As a very rough indication for the moment… note that OpenCog has explicit Goal Node objects in its AtomSpace knowledge store, and then one can look at the explicit probabilistic ImplicationLinks pointing to these GoalNodes from various combinations of contexts and actions. So one can actually look, in principle, at the probabilistic relations between (context, action) pairs and goals that OpenCog is using to choose actions.
Now, for a quite complex OpenCog system, it may be hard to understand what all these probabilistic relations mean. But for a young OpenCog doing simple things, it will be easier. So one would want to validate for a young OpenCog doing simple things, that the information in the system’s AtomSpace is compatible with 1 rather than 2-4.… One would then want to validate that, as the system gets more mature and does more complex things, there is not a trend toward more of 2-4 and less of 1 ….
Interesting line of thinking indeed! …
Ben, your response is logical (if not correct), but the fact that many AI researchers advocate the “upbringing approach” (for other architectures) makes me very suspicious that they’re anthropomorphising after all.
An AGI that is not either deeply neuromorphic or possessing a well-defined and formally stable utility function sounds like… frankly one of the worst ideas I’ve ever heard. I’m having difficulty imagining a way you could demonstrate the safety of such a system, or trust it enough at any point to give it enough resources to learn. Considering that the fate of intelligent life in our future light cone may hang in the balance, standards of safety must obviously be very high! Intuition is, I’m sorry, simply not an acceptable criteria on which to wager at least billions, and perhaps trillions of lives. The expected utility math does not wash if you actually expect OpenCog to work.
On a more technical level, human values are broadly defined as some function over a typical human brain. There may be some (or many) optimizations possible, but not such that we can rely on them. So, for a really good model of human values, we should not expect to need less than the entropy of a human brain. In other words, nobody, whether they’re Eliezer Yudkowsky with his formalist approach or you, is getting away with less than about ten petabytes of good training samples. Those working on uploads can skip this step entirely, but neuromorphic AI is likely to be fundamentally less useful.
And this assumes that every bit of evidence can be mapped directly to a bit in a typical human brain map. In reality, for a non-FOOMed AI, the mapping it likely to be many orders of magnitude less efficient. I suspect, but cannot demonstrate right now, that a formalist approach starting with a clean framework along the lines of AIXI is going to be more efficient. Quite aside from that, even assuming you can acquire enough data to train your machine reliably, then you still need it to do… something. Human values include a lot of unpleasant qualities. Simply giving it human values and then allowing it to grow to superhuman intellect is grossly unsafe.
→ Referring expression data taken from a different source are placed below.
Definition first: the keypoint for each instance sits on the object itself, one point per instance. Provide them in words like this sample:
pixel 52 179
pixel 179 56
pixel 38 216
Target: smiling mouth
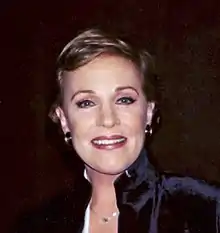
pixel 109 143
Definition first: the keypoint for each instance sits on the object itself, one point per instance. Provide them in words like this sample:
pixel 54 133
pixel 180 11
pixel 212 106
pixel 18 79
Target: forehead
pixel 104 71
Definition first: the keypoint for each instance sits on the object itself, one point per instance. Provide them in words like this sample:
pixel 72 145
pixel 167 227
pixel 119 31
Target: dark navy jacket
pixel 148 201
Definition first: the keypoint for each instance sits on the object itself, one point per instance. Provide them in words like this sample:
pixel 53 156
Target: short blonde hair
pixel 92 43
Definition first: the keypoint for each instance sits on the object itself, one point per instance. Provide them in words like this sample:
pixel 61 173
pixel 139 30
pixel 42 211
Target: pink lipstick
pixel 109 142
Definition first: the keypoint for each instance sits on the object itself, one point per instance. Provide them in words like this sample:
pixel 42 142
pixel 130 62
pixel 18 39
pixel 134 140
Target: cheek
pixel 80 123
pixel 134 119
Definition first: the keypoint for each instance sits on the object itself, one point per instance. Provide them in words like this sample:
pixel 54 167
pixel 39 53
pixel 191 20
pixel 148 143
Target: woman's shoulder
pixel 190 186
pixel 49 216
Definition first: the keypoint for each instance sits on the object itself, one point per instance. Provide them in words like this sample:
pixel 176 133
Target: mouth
pixel 109 142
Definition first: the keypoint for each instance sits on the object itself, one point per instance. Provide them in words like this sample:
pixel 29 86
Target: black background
pixel 184 37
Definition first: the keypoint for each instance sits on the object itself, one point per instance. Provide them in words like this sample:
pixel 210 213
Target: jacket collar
pixel 140 171
pixel 136 180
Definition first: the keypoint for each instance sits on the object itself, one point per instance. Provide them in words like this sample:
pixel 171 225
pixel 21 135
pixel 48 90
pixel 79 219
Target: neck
pixel 103 191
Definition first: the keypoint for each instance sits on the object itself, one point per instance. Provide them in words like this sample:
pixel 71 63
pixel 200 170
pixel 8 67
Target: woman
pixel 105 107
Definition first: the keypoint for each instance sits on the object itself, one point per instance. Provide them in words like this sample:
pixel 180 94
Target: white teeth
pixel 108 142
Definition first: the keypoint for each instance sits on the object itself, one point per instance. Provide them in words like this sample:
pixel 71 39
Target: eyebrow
pixel 93 92
pixel 126 87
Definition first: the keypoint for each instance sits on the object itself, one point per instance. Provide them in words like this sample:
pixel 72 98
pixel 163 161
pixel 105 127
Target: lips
pixel 109 142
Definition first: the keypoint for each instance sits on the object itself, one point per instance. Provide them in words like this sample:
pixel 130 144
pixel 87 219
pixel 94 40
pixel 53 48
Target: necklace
pixel 105 219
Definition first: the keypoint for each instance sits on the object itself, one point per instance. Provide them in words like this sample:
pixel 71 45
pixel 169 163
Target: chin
pixel 112 169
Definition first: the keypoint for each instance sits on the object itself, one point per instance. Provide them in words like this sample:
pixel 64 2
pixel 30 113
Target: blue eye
pixel 85 104
pixel 126 100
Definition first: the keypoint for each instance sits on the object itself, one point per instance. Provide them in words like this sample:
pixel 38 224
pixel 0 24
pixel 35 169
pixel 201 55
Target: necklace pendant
pixel 105 220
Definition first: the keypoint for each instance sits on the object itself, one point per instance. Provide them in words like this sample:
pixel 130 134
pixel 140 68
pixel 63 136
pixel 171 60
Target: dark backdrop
pixel 184 37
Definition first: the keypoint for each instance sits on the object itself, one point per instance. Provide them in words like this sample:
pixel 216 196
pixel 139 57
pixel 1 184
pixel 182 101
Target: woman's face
pixel 106 112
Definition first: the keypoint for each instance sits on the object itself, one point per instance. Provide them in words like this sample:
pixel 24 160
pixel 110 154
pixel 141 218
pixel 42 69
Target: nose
pixel 108 117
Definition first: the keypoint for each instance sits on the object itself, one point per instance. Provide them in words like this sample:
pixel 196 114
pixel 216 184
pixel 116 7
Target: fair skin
pixel 105 98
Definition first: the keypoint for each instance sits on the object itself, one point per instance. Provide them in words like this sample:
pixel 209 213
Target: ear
pixel 150 112
pixel 63 121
Ted Bundy had human values. If your plan is to train it on examples of only nice people, then you’ve got a really serious practical problem of how to track down >10 petabytes of really good data on the lives of saints. A formalist approach like CEV, for all the things that bug me about it, simply does not have that issue, because its utility function is defined as functions of the observed values of real humans.
In other words, for a system that’s as alien as the architecture of OpenCog, even if we assume that the software is powerful and general enough to work (which I’m in no way convinced of), attempting to inculate it with human values is extremely difficult, dangerous, and just plan unethical.